This week has seen the welcome news that a vaccine has been approved and will be rolled out within days. While many of us will be looking ahead to a return to normality, there is still a need to evaluate the response to the pandemic. Any public inquiry will need to consider what worked well, as well as the mistakes made, if it is to identify the lessons that can be learned.
The pandemic has highlighted the importance of clear and well-founded guidance. The constantly changing and often conflicting guidance issued by the DHSC and PHE revealed a fundamental failure to understand the social care sector. In contrast, the Gas Safe advice to landlords on the completion of gas safety checks offered a practical and supportive approach.
Public messaging has often been confused and unfair. Ministerial assurances that care home visits could start were followed by measures which left providers exposed to regulatory risk and cast care home managers as the 'bad guys' blocking visits.

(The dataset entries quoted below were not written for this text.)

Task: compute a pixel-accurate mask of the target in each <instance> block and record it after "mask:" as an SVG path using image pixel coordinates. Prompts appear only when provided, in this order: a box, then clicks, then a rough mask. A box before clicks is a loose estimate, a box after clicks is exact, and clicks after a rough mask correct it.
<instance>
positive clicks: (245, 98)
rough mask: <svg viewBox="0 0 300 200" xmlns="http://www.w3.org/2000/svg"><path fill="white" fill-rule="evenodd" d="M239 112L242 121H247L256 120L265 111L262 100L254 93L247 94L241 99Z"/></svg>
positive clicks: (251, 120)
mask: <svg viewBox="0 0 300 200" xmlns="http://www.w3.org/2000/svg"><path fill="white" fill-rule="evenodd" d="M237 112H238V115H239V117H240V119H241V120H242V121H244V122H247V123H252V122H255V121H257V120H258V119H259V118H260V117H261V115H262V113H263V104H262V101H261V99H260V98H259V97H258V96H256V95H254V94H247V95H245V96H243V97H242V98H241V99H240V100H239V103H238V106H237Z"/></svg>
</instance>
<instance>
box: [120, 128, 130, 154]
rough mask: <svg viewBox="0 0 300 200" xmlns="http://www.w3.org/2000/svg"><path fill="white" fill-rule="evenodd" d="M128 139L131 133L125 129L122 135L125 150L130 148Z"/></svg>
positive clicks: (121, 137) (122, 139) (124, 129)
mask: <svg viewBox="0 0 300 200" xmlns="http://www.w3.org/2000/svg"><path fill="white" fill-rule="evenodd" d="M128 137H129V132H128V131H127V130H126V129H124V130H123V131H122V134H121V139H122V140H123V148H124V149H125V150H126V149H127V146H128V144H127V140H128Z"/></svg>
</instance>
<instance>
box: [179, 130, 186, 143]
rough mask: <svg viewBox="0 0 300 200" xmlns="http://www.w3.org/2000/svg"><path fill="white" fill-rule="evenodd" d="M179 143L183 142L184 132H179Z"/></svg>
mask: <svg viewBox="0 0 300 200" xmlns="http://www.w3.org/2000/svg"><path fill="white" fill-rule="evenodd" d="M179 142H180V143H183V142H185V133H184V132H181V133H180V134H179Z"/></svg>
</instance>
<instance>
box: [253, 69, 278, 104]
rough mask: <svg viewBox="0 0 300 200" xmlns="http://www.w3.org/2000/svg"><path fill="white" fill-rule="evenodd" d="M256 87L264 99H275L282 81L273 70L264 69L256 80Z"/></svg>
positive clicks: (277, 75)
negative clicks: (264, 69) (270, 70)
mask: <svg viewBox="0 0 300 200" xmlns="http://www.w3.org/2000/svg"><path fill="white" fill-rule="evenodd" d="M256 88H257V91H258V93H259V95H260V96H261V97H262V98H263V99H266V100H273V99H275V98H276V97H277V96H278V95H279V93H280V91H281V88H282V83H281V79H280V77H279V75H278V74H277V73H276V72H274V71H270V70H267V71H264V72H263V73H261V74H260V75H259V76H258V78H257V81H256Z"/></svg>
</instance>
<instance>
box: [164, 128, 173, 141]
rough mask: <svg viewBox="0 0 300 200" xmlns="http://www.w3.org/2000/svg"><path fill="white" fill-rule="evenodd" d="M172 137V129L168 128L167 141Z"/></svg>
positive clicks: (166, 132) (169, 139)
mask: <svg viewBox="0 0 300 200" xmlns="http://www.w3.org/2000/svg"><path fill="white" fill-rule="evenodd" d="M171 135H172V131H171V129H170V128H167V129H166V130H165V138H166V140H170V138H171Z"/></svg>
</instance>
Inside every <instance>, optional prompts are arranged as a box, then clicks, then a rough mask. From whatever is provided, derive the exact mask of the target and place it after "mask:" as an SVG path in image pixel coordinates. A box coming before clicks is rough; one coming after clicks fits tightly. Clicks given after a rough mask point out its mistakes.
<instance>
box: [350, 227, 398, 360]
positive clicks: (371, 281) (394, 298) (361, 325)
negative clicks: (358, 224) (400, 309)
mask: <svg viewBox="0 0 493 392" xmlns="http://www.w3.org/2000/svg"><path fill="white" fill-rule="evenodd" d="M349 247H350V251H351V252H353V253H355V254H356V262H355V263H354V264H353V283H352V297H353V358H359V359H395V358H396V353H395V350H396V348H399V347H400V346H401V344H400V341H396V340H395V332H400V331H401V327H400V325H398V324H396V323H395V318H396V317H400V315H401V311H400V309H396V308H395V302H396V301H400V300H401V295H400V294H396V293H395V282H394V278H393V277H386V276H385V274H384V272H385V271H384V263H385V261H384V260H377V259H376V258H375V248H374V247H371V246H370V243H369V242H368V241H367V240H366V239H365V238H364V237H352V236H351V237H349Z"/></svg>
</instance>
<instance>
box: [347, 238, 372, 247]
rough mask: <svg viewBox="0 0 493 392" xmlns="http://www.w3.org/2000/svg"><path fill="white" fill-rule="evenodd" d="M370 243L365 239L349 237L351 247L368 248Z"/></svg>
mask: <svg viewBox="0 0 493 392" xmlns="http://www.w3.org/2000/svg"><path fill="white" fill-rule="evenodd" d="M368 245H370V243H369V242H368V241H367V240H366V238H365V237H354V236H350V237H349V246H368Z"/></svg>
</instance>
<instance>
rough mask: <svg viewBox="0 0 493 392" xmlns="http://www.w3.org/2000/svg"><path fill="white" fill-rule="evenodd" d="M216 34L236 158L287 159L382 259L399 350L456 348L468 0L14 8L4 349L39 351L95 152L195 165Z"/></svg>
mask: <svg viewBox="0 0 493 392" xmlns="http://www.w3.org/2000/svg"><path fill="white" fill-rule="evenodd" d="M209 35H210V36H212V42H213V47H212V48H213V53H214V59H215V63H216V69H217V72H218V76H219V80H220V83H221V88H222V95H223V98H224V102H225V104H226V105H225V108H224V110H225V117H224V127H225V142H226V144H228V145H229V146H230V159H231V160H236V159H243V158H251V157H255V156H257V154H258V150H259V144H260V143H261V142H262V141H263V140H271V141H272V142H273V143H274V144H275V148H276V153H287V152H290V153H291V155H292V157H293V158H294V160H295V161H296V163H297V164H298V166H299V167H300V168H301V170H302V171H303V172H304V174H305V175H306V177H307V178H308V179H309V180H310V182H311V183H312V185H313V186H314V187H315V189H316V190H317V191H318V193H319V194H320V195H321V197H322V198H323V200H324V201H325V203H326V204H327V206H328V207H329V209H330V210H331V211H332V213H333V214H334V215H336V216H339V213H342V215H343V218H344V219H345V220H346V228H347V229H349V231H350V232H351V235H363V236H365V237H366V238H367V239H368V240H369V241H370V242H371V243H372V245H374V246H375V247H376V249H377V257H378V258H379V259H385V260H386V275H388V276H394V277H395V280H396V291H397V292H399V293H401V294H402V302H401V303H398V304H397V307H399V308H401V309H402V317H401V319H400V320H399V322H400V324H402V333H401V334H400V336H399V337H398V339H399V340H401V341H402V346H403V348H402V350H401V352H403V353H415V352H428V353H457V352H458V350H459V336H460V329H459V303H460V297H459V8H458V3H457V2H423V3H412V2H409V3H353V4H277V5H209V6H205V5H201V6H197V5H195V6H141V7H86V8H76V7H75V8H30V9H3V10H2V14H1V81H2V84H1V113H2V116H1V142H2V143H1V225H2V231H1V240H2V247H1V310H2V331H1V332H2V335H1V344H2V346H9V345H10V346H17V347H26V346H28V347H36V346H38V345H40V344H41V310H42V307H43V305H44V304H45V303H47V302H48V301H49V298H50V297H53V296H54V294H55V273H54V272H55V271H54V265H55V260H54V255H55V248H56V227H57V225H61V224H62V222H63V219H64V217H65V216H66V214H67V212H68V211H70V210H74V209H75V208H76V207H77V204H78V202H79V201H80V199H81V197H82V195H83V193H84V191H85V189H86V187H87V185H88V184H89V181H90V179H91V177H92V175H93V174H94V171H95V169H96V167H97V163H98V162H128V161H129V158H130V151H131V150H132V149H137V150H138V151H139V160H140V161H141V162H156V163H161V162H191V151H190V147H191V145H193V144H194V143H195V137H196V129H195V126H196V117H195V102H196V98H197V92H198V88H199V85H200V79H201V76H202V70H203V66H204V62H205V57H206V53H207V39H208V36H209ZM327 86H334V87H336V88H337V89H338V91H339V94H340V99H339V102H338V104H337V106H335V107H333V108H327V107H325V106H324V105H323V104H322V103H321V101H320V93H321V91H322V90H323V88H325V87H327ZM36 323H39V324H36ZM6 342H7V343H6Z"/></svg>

In the education sector, the Government took a similar blanket approach, publicly declaring that it was safe for all pupils to return to school - without giving those schools the practical support and guidance required to adequately address the risks to the clinically extremely vulnerable and to manage the absence of others who were simply afraid to return.
Even with the vaccine, we cannot assume that the rollout will be straightforward, with logistical challenges for the delivery of the vaccine, difficult decisions around who should have priority and the loosening of restrictions as wider immunity is established.
In the rush to return to 'normality' we must not forget the need for a public inquiry, to ensure that the tragic lessons of the pandemic are learned.
As outlined in our earlier briefing on the purpose of a public inquiry, organisations and their representative bodies should begin to consider now the influence they could have in shaping the likely focus of an inquiry and be ready to articulate the messages they want to be heard.